In this study, the researchers placed a thin hydrogel between two plastic plates; the top plate had a shape or letters cut out, leaving only that area of the hydrogel exposed. For example, patterns included an airplane and the word “GEL.” They initially placed the gel in a cold water bath to establish equilibrium. Then they moved the gel to a hot bath. The gel absorbed water into its structure causing a swell, but only in the exposed area. This imprinted the pattern, which is like a piece of information, onto the gel. When the gel was moved back to the cold water bath, the exposed area turned opaque, making the stored information visible, due to what they call “structure frustration.” At the cold temperature, the hydrogel gradually shrank, releasing the water it had absorbed. The pattern slowly faded. The longer the gel was left in the hot water, the darker or more intense the imprint would be, and therefore the longer it took to fade or “forget” the information. The team also showed hotter temperatures intensified the memories.

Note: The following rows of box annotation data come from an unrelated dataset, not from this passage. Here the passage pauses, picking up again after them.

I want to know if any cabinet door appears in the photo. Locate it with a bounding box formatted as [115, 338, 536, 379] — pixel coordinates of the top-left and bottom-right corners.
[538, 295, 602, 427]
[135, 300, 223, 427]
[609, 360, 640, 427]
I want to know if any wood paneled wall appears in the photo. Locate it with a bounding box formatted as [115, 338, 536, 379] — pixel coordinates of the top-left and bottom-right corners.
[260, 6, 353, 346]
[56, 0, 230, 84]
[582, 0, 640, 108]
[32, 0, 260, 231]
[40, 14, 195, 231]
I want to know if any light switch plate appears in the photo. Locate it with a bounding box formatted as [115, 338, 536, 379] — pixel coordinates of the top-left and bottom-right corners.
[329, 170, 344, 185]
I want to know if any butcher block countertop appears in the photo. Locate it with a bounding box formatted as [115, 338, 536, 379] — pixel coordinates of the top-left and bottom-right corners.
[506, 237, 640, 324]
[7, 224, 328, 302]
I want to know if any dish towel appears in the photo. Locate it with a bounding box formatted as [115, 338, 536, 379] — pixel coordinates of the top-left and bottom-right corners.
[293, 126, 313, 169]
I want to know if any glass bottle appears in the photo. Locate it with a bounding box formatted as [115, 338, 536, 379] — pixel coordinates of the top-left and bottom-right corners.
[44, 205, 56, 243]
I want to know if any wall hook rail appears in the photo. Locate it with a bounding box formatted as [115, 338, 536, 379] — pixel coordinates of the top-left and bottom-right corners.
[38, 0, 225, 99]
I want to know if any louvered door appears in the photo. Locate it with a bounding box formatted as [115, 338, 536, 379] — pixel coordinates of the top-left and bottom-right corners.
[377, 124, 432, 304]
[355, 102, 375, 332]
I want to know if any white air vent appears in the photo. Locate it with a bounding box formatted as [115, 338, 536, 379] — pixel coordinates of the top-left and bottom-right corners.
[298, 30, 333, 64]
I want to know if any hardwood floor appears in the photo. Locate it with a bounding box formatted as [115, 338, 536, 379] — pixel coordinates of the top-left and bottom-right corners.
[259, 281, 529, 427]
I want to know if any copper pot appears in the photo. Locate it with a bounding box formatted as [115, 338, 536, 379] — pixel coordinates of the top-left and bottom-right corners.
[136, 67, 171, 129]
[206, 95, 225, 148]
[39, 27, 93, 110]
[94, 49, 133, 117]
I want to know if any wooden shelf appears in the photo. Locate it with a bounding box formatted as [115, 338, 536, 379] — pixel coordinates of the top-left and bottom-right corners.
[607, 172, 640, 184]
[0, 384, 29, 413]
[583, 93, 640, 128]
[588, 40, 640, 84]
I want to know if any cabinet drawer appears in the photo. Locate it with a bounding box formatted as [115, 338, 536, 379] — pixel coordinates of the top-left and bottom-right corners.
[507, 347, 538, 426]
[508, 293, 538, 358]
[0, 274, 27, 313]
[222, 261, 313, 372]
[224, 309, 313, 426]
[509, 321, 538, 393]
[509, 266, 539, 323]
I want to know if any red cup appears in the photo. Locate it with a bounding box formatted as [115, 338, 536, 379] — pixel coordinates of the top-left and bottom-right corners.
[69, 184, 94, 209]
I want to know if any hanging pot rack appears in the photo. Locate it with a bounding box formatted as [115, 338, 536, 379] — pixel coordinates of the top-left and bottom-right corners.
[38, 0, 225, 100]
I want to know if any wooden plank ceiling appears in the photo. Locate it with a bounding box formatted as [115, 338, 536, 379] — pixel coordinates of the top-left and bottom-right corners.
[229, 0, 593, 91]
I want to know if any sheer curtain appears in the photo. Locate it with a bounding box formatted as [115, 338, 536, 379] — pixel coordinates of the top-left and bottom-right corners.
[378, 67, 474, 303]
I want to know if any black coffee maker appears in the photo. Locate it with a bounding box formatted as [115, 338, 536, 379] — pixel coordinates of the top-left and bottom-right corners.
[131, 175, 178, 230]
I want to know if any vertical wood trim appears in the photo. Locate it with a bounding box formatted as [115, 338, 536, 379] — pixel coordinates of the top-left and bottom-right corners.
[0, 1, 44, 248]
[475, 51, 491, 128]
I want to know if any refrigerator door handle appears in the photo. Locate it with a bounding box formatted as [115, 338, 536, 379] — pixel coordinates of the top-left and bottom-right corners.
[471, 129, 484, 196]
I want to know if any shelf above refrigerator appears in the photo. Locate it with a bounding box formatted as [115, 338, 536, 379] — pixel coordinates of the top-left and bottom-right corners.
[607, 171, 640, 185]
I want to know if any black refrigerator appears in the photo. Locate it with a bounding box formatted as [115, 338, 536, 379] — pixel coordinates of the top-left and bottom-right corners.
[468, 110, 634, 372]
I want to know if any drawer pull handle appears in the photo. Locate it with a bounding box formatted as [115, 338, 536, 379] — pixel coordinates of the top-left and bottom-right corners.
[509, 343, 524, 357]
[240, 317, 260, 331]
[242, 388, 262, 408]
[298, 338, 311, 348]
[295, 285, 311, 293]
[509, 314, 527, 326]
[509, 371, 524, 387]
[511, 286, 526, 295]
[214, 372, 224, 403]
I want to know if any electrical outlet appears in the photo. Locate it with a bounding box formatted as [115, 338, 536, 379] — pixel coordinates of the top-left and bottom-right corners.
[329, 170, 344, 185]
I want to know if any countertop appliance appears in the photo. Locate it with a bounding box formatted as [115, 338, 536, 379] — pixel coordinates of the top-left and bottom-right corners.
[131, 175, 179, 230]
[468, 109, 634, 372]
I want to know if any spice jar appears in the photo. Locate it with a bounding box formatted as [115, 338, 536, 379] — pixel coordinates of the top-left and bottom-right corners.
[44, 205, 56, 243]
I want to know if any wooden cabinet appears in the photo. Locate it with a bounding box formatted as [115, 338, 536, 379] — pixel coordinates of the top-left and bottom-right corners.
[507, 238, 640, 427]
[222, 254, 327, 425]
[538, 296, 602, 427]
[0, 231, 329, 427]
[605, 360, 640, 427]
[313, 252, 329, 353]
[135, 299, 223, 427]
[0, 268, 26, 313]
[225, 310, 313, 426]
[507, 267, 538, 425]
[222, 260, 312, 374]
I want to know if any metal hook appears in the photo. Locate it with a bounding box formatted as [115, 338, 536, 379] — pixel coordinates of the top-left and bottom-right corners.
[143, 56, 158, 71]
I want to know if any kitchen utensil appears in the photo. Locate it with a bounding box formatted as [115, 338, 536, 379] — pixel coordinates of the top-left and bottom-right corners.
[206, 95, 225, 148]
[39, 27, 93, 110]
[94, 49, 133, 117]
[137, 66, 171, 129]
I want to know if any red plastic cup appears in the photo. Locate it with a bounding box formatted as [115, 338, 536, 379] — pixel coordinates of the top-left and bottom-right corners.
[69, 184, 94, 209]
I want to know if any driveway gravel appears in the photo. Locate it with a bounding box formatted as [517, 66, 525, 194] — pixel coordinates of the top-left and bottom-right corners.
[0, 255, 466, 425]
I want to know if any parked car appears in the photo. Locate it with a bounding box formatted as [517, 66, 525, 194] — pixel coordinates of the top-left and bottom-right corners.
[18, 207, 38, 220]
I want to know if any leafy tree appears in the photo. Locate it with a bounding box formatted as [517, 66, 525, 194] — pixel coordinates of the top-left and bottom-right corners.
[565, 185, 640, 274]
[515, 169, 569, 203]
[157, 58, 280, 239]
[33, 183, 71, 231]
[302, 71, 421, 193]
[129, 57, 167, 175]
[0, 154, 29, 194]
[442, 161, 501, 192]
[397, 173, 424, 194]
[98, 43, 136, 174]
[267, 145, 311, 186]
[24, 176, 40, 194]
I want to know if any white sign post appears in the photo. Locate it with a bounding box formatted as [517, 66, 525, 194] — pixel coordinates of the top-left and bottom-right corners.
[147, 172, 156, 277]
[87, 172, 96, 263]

“This is similar to humans,” says Cui. “The longer you spend learning something or the stronger the emotional stimuli, the longer it takes to forget it.”
The team showed that the memory established in the hydrogel is stable against temperature fluctuation and large physical stretching. More interestingly, the forgetting processes can be programmed by tuning the thermal learning time or temperature. For example, when they applied different learning times to each letter of “GEL,” the letters disappeared sequentially.
The team used a hydrogel containing materials called polyampholytes or PA gels. The memorizing-forgetting behavior is achieved based on fast water uptake and slow water release, which is enabled by dynamic bonds in the hydrogels. “This approach should work for a variety of hydrogels with physical bonds,” says Gong.
“The hydrogel’s brain-like memory system could be explored for some applications, such as disappearing messages for security,” Cui added.